Which of these methods are the most efficient one or is there a better way to do it?

this.returnList[i].Title[0].ToString()

or

this.returnList[i].Title.Substring(0, 1)

They're both very fast:

Char Index

var sample = "sample";
var clock = new Stopwatch();
for (var i = 0; i < 10; i++)
{
    clock.Start();
    for (var j = 0; j < 10000000; j++)
    {
        var first = sample[0].ToString();
    }
    clock.Stop();
    Console.Write(clock.Elapsed);
    clock.Reset();
}

// Results
00:00:00.2012243
00:00:00.2207168
00:00:00.2184807
00:00:00.2258847
00:00:00.2296456
00:00:00.2261465
00:00:00.2120131
00:00:00.2221702
00:00:00.2346083
00:00:00.2330840

Substring

var sample = "sample";
var clock = new Stopwatch();
for (var i = 0; i < 10; i++)
{
    clock.Start();
    for (var j = 0; j < 10000000; j++)
    {
        var first = sample.Substring(0, 1);
    }
    clock.Stop();
    Console.Write(clock.Elapsed);
    clock.Reset();
}

// Results
00:00:00.3268155
00:00:00.3337077
00:00:00.3439908
00:00:00.3273090
00:00:00.3380794
00:00:00.3400650
00:00:00.3280275
00:00:00.3333719
00:00:00.3295982
00:00:00.3368425

I also agree with BrokenGlass that using the char index is a cleaner way of writing it. Plus if you're doing it 10 trillion times it'll be much faster!

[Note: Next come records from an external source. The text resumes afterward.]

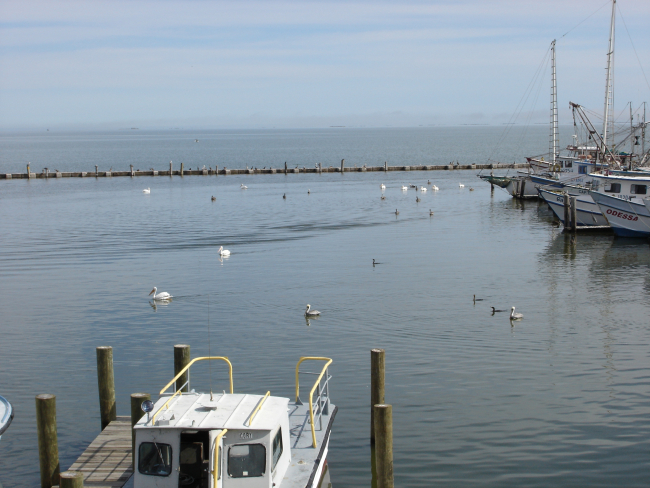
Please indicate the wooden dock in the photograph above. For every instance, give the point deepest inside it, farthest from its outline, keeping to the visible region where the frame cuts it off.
(256, 171)
(106, 463)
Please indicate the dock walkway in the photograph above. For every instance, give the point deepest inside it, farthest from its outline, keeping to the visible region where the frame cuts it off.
(106, 463)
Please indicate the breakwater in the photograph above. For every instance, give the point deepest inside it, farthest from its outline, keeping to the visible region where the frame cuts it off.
(251, 171)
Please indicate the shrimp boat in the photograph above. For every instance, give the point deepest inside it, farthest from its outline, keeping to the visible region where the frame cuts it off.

There is a big loophole in your code that may cause problems, depending on what you mean by "first character" and what returnList contains.

C# strings contain UTF-16, which is a variable-length encoding, and if returnList is an array of strings, then returnList[i] might only be one char of a Unicode point. If you want to return the first Unicode grapheme of a string:

string s = returnList[i].Title;
if (string.IsNullOrEmpty(s))
    return s;

int charsInGlyph = char.IsSurrogatePair(s, 0) ? 2 : 1;
return s.Substring(0, charsInGlyph);

You can run into the same problems with BOMs, tagged, and combining characters; these are all valid characters but are not meaningful if displayed to a user.

If you want Unicode points or graphemes, not chars, you must use strings; Unicode graphemes can be more than one char.

I don't think it would matter much efficiency wise, but in my opinion the clearer, more idiomatic and hence more maintainable way of returning the first character is using the index operator:

char c = returnList[i].Title[0];

This assumes of course there is at least one character, if that's not a given you have to check for that.

Those should be close to identical in performance.

The expensive part of the operation is to create the string, and there is no more efficient way to do that.

Unless of couse you want to pre-create strings for all possible characters and store in a dictionary, but that would use up a lot of memory for such a trivial task.

returnList[I].Title[0] is much faster as it does not need to create a new string , only accessing a char from the original one. Of course, it will throw an exception if the string is empty, so you should check that first.

As a rule of thumb, never use strings with a fixed length of 1. that's what char is for.

The performance difference is not likely to matter though, but the better readability certainly will.